First in this series, I m talking about traditional ways of deploying metrics. Here are two scenarios that I commonly come across where people are really puzzled about deploying goals to teams.
Scenario 1 is an example of Vertical deployment of targets to one’s direct reports and scenario 2 is Horizontal deployment, where there is shared ownership of targets, inter-dependencies, etc. between different departments.
Traditionally, vertical deployment of targets has not been a problem due to concentration of power and controllership with the functional head. Mostly Top-down approach is used, but rarely Bottom-up approach is also used.
Read my articles ‘Matsushita example of Top-down approach to deploy targets’ & ‘Bando example of Bottom-up approach to deploy targets’ where they are interesting live cases to read.
Both these approaches have their own pros & cons. Lets review the most important ones.
We all know that top-down is the single most commonly used method to deploy targets today.
Bottom-up most of the time, sounds impractical and an ideal-case.

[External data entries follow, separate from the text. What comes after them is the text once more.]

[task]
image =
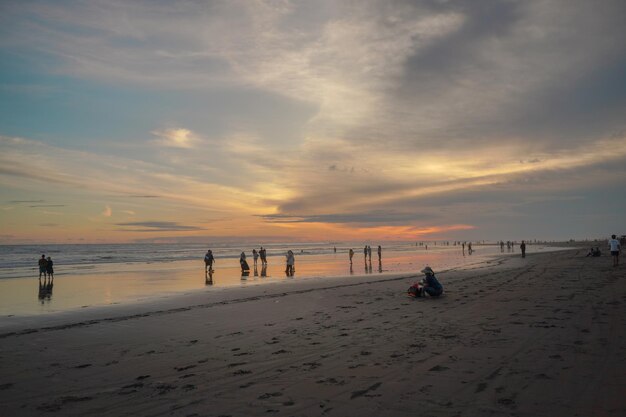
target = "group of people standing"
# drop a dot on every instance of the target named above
(367, 253)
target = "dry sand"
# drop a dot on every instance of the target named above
(541, 336)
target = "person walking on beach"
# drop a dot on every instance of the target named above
(49, 267)
(208, 261)
(42, 266)
(244, 264)
(263, 255)
(615, 248)
(290, 263)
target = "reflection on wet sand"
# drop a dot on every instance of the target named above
(45, 289)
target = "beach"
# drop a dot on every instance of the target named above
(539, 336)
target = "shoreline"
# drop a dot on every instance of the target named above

In my experience, ‘Catch-ball’ technique which is used in Hoshin-Kanri is much more effective method to deploy goals. It takes a mid-way approach between top-down and bottom-up, but at the same time it doesn’t compromise on the ownership, timeliness and success rate.
More importantly, in an increasingly matrix-driven culture, deploying goals to peers (cross-functional) for shared accountability can only be addressed by Catch-ball technique. Traditional methods of Top-down and Bottom-up down have least impacts.